Nominated Member of the Legislative Council
- In office 1947–1950

Personal details
- Born: 26 January 1882 Suva, Fiji
- Died: 24 May 1963 (aged 81) Suva, Fiji
- Profession: Businessman

= Hugh Ragg =

Fijian businessman and politician

Sir Hugh Hall Ragg (26 January 1882 – 24 May 1963) was a Fijian businessman and politician. He served as a member of the Legislative Council between 1926 and 1950.

==Biography==
Ragg was born in Suva in 1882, the third son of Hugh Hall Ragg. He was educated at the Marist Brothers School in Suva. He worked in business for much of his life, working for firms including Brodziak & Co and Brown & Joske, before setting up his own company, H.H Ragg & Co, which he sold to Morris Hedstrom. He owned several racehorses and served as secretary of the Ba Amateur Turf Club. His first wife, Emma Dora Petrie, with whom he had eight children, died in the 1918 flu epidemic. He subsequently married Adrienne McMillian in 1920.

In his mid-50s he bought a hotel in Lautoka and established the Northern Hotels company. Working with his son David, the company built hotels in Ba, Nadi, Rakiraki and Sigatoka during the 1950s.
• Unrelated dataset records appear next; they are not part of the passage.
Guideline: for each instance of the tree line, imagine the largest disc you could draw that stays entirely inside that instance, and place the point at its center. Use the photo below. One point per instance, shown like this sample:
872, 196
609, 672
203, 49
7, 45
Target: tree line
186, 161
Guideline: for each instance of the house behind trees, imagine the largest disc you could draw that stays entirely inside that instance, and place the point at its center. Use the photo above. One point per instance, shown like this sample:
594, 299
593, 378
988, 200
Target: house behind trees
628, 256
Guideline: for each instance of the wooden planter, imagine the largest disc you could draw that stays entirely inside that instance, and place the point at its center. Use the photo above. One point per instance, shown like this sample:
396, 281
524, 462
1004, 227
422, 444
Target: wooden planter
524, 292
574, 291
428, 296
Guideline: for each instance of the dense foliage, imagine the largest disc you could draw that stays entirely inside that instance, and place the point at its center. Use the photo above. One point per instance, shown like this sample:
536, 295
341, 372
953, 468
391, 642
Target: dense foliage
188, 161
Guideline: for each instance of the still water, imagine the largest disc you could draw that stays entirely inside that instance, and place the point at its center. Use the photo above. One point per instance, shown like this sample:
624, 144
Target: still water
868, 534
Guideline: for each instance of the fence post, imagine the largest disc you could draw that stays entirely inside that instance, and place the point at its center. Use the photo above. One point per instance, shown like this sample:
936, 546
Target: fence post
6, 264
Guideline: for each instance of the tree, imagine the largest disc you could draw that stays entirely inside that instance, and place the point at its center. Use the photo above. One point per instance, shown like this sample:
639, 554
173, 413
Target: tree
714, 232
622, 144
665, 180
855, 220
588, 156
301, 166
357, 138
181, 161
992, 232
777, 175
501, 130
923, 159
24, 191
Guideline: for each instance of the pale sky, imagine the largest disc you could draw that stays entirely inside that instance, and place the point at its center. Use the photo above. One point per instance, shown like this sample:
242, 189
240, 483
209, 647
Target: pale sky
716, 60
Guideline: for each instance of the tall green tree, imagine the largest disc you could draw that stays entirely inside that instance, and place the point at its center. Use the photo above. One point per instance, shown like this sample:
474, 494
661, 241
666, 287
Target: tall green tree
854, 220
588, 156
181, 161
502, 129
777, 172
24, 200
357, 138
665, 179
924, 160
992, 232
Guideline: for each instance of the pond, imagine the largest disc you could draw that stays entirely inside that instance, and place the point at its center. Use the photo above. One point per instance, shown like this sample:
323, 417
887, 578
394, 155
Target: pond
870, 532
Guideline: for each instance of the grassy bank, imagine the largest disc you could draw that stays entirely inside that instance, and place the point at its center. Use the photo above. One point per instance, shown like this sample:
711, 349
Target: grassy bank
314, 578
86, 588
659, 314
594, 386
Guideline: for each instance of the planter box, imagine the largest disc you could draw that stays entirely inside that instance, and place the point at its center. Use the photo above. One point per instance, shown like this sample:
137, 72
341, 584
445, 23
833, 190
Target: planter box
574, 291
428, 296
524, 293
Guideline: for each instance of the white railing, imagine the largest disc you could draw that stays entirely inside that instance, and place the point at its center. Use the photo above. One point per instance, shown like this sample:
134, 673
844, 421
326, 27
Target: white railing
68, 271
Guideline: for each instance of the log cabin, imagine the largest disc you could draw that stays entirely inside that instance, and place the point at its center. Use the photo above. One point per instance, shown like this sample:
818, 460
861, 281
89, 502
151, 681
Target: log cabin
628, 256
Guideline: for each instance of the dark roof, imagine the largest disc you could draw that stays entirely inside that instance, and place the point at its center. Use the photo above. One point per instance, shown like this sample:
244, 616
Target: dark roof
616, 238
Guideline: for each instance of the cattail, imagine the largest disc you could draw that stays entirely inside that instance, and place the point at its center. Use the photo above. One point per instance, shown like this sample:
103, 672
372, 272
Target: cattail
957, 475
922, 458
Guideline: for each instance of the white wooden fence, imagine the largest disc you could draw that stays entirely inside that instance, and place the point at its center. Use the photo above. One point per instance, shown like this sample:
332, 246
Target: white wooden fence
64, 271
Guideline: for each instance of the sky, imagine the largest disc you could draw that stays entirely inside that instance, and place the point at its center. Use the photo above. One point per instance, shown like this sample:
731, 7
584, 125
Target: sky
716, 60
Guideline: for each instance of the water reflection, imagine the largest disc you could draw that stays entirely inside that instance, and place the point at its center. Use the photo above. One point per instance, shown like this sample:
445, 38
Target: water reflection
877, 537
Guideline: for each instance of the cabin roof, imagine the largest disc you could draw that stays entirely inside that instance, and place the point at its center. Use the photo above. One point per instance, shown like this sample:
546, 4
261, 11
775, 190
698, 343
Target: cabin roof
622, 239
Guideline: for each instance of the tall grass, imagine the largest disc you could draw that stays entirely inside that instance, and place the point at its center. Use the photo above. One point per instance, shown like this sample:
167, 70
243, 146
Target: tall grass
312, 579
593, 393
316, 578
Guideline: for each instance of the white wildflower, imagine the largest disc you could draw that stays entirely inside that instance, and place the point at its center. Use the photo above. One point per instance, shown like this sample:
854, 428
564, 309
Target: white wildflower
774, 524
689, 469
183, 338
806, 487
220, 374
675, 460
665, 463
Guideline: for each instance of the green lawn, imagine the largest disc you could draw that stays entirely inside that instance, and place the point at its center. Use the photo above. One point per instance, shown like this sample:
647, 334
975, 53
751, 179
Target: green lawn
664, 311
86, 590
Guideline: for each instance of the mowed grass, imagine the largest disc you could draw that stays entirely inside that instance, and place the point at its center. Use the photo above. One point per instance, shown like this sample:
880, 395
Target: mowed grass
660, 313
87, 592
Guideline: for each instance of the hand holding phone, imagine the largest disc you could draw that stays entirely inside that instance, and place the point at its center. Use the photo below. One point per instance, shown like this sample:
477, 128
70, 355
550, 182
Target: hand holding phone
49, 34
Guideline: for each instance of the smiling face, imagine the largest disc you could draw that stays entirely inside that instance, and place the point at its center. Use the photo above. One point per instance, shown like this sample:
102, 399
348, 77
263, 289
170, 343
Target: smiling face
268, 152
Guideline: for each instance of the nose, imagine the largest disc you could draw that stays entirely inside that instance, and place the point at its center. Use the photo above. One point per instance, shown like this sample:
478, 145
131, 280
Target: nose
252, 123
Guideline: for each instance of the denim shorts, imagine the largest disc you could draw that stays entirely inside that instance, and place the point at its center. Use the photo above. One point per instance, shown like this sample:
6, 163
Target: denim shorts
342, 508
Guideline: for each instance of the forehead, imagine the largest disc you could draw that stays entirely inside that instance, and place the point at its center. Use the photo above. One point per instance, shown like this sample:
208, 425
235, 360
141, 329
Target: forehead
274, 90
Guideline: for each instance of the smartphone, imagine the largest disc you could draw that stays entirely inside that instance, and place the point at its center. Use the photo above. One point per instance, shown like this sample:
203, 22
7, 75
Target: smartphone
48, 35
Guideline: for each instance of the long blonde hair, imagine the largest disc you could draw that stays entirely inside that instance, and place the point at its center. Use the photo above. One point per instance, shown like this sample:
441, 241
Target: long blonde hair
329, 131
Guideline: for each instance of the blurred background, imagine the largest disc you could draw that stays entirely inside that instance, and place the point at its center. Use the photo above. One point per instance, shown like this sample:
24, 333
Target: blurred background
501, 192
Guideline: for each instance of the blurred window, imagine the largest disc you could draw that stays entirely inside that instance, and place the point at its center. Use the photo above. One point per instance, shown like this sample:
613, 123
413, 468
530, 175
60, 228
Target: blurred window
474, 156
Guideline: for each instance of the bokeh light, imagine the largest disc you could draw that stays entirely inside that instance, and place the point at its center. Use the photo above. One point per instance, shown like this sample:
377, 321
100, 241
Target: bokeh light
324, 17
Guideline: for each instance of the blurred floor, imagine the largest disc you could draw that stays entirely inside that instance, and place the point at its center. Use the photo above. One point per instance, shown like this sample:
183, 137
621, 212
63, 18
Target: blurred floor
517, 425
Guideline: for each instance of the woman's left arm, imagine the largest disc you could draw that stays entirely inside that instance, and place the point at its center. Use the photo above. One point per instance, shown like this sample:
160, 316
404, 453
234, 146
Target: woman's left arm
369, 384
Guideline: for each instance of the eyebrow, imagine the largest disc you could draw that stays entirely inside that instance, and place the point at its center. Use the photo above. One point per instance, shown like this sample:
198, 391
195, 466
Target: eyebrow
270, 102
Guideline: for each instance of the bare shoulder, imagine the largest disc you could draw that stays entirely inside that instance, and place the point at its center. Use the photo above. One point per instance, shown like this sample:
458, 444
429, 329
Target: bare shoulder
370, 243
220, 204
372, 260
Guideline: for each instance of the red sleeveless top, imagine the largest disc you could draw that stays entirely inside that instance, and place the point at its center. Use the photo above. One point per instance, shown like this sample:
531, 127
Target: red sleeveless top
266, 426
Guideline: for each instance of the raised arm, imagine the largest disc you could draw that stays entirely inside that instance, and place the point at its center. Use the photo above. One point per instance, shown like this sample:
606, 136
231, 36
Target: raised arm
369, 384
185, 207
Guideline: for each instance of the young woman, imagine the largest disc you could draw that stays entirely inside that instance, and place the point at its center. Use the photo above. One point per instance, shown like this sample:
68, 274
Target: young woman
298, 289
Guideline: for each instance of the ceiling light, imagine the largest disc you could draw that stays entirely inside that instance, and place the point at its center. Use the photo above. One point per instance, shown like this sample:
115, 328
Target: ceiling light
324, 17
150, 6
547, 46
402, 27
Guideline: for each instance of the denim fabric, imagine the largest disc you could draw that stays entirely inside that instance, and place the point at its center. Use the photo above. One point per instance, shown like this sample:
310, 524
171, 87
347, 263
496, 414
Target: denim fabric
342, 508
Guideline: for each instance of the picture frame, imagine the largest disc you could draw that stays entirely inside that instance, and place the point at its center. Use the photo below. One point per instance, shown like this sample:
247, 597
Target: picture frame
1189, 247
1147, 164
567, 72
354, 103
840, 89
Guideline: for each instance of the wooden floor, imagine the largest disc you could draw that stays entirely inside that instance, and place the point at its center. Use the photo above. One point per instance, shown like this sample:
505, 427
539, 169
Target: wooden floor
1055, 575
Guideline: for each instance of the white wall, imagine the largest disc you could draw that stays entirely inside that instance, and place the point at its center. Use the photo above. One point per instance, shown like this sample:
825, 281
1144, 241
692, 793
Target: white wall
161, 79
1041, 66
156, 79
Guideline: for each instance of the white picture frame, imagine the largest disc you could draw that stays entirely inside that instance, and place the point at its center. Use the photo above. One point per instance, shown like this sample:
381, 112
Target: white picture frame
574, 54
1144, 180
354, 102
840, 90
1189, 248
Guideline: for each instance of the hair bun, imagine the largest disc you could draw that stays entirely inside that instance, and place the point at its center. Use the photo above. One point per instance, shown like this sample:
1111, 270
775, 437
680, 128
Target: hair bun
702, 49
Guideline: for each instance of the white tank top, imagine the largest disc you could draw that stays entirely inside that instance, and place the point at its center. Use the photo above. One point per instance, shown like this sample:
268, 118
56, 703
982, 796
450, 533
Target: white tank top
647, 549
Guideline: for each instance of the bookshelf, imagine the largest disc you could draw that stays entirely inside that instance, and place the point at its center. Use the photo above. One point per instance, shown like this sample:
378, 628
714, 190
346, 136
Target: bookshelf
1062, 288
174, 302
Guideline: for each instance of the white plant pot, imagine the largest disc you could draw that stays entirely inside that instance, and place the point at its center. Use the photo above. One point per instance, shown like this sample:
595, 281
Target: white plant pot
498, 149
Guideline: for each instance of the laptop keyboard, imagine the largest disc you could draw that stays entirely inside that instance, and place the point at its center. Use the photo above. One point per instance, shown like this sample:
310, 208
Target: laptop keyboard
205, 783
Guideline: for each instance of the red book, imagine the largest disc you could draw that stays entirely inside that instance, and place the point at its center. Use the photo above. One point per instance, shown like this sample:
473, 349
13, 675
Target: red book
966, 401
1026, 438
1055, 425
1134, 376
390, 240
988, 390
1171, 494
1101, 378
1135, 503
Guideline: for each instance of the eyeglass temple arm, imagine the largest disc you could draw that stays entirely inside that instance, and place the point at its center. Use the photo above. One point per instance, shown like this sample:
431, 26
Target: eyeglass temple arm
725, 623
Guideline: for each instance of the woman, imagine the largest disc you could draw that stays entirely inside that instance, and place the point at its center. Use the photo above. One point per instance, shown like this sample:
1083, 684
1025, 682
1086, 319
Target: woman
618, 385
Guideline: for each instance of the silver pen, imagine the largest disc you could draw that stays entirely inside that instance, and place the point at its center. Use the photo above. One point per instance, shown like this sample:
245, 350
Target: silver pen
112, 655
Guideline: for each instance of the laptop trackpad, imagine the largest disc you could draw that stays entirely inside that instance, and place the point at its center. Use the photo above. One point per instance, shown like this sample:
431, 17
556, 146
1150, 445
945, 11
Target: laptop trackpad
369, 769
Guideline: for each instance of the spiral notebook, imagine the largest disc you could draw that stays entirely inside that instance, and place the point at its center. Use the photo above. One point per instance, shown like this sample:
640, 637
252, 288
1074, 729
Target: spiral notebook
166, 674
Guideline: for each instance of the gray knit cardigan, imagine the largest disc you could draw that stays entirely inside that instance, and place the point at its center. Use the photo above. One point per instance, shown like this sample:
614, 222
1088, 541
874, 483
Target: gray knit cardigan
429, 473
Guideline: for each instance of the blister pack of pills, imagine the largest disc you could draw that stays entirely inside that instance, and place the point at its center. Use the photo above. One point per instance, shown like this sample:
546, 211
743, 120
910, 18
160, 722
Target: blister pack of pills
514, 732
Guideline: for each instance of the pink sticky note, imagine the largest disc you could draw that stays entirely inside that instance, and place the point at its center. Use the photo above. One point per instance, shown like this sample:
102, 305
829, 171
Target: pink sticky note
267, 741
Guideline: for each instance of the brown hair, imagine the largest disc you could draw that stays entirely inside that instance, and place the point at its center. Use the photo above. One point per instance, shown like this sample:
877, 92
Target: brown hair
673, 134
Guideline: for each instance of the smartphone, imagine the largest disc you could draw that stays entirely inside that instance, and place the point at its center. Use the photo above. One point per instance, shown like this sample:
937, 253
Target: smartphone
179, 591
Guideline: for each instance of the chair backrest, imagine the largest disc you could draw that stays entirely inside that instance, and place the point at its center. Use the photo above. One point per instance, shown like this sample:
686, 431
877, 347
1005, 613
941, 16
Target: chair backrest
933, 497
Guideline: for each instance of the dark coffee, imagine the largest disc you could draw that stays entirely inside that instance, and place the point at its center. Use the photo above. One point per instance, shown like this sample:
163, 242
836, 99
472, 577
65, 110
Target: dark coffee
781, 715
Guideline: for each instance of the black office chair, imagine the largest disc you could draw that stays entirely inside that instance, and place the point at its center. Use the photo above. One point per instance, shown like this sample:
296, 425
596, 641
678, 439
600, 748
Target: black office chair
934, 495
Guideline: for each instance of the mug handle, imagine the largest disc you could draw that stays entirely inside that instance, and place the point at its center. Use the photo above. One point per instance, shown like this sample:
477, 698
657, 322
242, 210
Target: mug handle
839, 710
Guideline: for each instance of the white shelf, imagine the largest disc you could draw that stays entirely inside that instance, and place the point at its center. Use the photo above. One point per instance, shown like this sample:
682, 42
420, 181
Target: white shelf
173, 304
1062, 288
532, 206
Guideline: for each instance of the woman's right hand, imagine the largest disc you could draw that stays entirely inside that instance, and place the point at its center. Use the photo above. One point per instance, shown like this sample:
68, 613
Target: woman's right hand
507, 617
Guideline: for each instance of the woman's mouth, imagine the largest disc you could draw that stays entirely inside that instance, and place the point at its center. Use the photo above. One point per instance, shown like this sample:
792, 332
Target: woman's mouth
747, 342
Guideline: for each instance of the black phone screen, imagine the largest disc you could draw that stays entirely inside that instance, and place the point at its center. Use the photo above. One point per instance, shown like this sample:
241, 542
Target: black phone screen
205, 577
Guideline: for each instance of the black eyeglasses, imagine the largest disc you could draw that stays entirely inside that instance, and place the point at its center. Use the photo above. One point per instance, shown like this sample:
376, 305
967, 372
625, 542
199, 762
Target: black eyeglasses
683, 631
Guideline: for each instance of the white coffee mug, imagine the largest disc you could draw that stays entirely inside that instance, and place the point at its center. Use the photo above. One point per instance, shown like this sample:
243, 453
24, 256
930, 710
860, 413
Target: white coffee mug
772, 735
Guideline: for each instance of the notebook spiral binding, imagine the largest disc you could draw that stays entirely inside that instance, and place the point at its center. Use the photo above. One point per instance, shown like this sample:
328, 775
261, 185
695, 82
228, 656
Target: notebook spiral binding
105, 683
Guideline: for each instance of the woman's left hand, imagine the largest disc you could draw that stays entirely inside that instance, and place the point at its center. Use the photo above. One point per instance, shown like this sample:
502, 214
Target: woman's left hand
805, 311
Their Korolevu Beach Hotel, built in 1953, was the first resort in Fiji.

He was knighted in the 1947 New Year Honours.

===Political career===
Ragg contested the Northern constituency in the 1926 Legislative Council elections, unseating the incumbent Henry Lamb Kennedy to become a Member of the Legislative Council (MLC). He was returned unopposed in the 1929 and 1932 elections. When the number of elected European seats was reduced from six to three prior to the 1937 elections, he ran in the Northern and Western seat against fellow incumbent John Percy Bayly, winning by 54 votes. Ragg was returned unopposed again in 1940 and defeated Bayly for a second time in the 1944 elections.

Prior to the 1947 elections Ragg announced that he would not run for re-election. However, he was chosen as one of the two nominated European members for another term. During his time in the Legislative Council, he served in the Executive Council between 1945 and 1954, and was also member of the Town Boards of both Ba and Lautoka. His older brother Amie was also an MLC.

He died at his home in the Tamavua area of Suva in May 1963. His funeral was described by Pacific Islands Monthly as "probably the biggest ever seen at Suva."